As part of his charm offensive, Bernanke told a town meeting in Kansas City, "I don't think the American people want Congress running monetary policy." In arguing that Congress should vacate its constitutional prerogative when it comes to the coining of money, Bernanke channeled his Fed predecessor, who wrote that if the Fed's discussions were made transparent as some in Congress wanted, "the meetings would become a series of bland, written presentations" in which the advantages of "unfettered debate would be lost."

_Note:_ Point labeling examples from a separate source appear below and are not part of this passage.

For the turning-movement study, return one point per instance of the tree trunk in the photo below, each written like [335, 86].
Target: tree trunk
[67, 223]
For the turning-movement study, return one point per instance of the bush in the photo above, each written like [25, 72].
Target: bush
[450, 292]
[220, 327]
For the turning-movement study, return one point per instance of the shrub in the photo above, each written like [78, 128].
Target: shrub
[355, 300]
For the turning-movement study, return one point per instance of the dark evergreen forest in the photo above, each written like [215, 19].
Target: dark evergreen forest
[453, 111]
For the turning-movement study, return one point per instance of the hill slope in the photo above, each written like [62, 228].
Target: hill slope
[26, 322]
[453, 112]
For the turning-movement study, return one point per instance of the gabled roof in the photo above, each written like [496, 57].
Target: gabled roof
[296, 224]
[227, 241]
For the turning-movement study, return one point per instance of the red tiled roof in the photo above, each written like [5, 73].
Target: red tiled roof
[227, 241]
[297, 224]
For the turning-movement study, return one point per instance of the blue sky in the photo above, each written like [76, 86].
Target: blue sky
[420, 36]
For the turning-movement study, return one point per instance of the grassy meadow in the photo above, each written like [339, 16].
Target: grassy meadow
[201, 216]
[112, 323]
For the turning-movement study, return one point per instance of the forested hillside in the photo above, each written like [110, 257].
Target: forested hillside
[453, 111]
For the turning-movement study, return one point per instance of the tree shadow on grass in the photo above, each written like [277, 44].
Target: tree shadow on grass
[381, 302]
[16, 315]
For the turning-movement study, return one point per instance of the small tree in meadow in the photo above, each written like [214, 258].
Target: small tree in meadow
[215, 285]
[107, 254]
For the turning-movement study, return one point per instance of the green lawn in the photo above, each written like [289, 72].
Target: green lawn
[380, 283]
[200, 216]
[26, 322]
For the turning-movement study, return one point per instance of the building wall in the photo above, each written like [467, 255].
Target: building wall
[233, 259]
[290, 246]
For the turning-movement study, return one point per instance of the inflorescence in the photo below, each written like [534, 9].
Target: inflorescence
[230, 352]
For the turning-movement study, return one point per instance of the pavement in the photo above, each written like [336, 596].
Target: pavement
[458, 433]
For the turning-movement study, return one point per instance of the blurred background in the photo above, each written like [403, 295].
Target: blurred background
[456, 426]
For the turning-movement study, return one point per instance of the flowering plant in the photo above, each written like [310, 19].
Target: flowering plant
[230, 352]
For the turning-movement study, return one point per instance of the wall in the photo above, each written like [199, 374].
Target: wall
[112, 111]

What all who favor a secretive, independent Fed miss is that not only has history shown the Fed's supposed independence to be mythical, but that the Constitution makes plain that the Fed shouldn't be independent. Even more important, the Fed shouldn't so much be conducting monetary policy as it should be blandly following a price rule whereby the dollar's value is stabilized, preferably in terms of gold. The reality is that we don't need monetary policy, we just need a rule that says the value of the dollar should not be a moving target.
Assuming a price rule was to materialize, there would be no problem in Congress demanding total Federal Reserve oversight, and empowering the Fed to do but one thing: maintain a stable dollar from here to eternity. If so, the Fed would no longer burden the economy with interest-rate machinations and vain attempts at controlling the money supply. The Fed's greatly reduced monetary mandate would likely lead to transparent activity too boring for anyone to watch.
Quick reaction: Fed's independence is a myth.